On Sunday, he was less fortunate, setting off with Vijay Singh, another two-time Masters winner, as his partner. There’s no love lost between those two. Singh has accused Mickelson of being heavy-footed around the hole, leaving spike marks that others have to putt through. When Singh once said, “I’m not like a lot of these other guys, not a phony,” it was clear to others that he was referring to Phil. You might be tempted to say the Sunday pairing was unlucky for Singh, too, but that wouldn’t be the case. He can play with anybody, anywhere, at any time.

In any event, both men were searching for a Sunday miracle: Mickelson was nine shots behind Trevor Immelman through 54 holes and Singh was 10 shots back. Still, it was in the realm of the doable. Well, not really, but you have to be a little bit of a dreamer to play professional golf, and part of Phil’s appeal is that he lets us see his dreams, along with his nightmare blow-ups.
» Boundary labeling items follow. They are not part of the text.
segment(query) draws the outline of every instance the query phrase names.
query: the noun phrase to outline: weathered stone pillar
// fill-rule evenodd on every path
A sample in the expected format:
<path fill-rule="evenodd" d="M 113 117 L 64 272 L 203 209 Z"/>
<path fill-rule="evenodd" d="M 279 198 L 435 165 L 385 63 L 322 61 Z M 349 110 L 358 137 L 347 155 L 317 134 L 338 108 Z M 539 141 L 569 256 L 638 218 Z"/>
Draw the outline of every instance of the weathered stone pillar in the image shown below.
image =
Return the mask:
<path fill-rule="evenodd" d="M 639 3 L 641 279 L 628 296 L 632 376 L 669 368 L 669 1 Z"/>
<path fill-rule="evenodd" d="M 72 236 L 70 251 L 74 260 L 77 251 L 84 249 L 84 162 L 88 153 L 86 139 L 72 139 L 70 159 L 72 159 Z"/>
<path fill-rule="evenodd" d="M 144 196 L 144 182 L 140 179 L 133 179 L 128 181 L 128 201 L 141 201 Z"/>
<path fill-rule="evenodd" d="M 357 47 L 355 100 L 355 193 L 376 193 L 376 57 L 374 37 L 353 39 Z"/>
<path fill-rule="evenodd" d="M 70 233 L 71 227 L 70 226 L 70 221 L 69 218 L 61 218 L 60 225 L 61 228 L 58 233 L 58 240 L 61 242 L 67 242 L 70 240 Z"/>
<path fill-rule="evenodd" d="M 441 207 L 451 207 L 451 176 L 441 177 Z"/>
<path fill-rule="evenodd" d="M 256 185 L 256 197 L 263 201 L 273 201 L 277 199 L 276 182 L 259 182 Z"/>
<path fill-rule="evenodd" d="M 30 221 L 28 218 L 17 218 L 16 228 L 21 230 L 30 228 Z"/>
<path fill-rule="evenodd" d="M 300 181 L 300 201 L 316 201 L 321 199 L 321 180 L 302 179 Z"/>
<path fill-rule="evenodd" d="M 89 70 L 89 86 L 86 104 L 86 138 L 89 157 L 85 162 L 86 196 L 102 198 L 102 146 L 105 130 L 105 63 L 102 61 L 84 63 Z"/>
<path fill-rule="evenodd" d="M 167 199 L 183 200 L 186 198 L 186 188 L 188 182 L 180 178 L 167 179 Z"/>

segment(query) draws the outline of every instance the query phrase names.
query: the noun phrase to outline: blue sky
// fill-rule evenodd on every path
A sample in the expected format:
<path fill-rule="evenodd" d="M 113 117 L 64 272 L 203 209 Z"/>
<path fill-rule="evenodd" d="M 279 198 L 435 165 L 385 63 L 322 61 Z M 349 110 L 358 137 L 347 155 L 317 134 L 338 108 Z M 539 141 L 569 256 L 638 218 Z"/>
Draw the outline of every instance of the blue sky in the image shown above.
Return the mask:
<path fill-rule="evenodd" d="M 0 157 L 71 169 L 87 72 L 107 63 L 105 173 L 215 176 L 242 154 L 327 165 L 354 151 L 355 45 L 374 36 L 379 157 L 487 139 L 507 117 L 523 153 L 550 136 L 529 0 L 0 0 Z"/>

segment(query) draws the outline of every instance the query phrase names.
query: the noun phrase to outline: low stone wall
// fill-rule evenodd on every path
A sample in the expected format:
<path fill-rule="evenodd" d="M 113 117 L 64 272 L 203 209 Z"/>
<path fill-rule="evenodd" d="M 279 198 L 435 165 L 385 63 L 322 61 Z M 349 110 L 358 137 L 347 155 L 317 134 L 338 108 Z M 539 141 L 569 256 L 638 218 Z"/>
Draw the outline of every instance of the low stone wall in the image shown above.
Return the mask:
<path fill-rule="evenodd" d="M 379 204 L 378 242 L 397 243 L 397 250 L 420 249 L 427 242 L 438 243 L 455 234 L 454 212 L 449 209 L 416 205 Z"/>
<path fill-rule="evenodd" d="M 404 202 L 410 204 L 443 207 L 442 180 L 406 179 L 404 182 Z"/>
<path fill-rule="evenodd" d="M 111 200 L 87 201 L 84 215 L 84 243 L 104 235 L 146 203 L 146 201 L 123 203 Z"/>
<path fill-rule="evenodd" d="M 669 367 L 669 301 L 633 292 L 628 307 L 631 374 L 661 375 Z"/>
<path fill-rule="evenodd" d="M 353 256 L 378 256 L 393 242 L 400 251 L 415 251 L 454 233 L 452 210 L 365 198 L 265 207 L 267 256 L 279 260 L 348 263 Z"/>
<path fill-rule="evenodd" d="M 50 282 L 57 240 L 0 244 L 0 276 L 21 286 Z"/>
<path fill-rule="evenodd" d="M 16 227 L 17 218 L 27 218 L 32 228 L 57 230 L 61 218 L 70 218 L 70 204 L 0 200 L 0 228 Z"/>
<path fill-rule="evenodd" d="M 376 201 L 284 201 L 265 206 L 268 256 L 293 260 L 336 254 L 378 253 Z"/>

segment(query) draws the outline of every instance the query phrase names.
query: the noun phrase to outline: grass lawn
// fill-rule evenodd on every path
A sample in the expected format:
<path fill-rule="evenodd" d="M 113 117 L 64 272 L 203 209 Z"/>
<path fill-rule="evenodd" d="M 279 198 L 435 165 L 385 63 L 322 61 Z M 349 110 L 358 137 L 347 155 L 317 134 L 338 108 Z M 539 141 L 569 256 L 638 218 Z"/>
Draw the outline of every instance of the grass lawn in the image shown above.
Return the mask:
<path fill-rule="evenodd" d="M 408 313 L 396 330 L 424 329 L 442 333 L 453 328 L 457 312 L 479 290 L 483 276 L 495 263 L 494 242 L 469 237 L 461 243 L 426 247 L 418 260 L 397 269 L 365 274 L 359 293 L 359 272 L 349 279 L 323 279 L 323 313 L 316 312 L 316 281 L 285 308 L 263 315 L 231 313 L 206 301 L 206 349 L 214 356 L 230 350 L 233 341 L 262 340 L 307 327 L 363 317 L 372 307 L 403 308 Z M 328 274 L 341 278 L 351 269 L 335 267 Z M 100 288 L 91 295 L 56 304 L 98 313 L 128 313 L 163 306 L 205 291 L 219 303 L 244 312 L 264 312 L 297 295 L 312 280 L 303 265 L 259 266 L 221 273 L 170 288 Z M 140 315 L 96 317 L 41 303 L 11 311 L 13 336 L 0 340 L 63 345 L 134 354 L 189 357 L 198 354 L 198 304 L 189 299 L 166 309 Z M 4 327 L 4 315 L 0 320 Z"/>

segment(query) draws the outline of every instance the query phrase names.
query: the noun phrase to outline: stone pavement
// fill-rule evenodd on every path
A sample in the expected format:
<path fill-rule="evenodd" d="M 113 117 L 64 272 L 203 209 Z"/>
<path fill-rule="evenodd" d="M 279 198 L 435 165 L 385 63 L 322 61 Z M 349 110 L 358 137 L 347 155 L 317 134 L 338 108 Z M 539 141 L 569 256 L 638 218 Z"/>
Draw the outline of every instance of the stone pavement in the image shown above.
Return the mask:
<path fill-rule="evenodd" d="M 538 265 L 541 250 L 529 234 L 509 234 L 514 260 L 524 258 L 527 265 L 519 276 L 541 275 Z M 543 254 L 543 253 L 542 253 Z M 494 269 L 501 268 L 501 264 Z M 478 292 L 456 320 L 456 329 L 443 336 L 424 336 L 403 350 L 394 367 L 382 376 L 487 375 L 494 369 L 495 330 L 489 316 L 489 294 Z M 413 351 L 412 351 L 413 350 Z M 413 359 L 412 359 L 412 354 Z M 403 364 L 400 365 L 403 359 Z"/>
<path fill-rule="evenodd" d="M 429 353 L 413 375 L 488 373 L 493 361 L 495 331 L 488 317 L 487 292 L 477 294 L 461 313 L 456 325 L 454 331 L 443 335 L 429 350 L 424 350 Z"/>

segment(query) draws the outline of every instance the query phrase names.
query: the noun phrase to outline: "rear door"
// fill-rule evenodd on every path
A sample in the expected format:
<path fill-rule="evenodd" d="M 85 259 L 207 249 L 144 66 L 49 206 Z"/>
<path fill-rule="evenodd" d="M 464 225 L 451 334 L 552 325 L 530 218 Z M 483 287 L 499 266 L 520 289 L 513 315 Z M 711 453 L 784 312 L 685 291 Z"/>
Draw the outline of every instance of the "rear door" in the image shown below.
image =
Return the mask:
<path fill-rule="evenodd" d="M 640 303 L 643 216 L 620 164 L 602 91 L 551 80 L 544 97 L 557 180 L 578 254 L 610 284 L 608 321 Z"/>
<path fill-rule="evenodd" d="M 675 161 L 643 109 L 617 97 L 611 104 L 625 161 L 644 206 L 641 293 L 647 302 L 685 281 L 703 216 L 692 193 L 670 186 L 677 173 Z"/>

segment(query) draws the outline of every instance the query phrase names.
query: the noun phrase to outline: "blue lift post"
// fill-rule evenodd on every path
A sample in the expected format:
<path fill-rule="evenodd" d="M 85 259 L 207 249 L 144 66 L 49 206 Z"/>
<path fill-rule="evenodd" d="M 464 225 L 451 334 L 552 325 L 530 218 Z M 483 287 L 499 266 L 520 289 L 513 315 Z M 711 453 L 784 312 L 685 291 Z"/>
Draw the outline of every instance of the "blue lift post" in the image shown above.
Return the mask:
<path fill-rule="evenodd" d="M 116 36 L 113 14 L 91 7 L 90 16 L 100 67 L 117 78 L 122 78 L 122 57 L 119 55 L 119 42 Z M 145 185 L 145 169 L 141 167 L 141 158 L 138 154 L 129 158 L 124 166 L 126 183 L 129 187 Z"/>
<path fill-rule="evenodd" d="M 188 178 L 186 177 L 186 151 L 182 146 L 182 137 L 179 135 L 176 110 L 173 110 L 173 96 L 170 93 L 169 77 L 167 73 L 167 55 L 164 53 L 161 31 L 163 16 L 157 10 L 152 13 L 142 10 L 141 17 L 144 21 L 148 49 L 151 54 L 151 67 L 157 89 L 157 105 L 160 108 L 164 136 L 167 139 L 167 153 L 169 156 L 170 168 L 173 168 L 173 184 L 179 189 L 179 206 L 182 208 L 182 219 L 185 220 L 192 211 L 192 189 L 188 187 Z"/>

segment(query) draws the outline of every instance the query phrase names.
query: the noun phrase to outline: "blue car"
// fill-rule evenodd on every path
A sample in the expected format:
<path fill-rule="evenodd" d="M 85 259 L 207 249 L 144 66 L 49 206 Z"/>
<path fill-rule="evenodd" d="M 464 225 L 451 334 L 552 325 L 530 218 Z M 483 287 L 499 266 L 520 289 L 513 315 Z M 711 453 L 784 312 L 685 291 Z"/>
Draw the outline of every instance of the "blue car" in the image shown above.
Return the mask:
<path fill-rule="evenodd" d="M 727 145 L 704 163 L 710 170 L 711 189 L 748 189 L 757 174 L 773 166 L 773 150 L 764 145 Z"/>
He’s on display.

On Sunday he shot an even par 72 to finish the tournament at 2-under-par, in a tie for fifth place, six shots out of the lead. Singh closed with a 74 to shoot 1-over for the tournament. When their day together was done, they exchanged perfunctory handshakes. It was all very businesslike.

Mickelson, wisely, talked about his golf, not his playing partner. Of his 72 he said, “I think it would have been a good round let’s say on Thursday or Friday but when you’re this far back you’ve got to shoot something in the 60s, probably the mid-60s.” Lefty’s always good with the numbers: with a 65, three shots better than the day’s best round, he would have won the tournament.

He’ll get better before he gets worse. He has to, right? He’s as optimistic as anybody in golf. He said, “It’s encouraging that, playing in the majors, I’m probably striking the ball better than I ever have.” Come May he defends his title at the Players Championship. A month after that he goes home to Torrey Pines, his personal playground, for the U.S. Open. He’s not going to win the Grand Slam this year, but his year’s not over yet.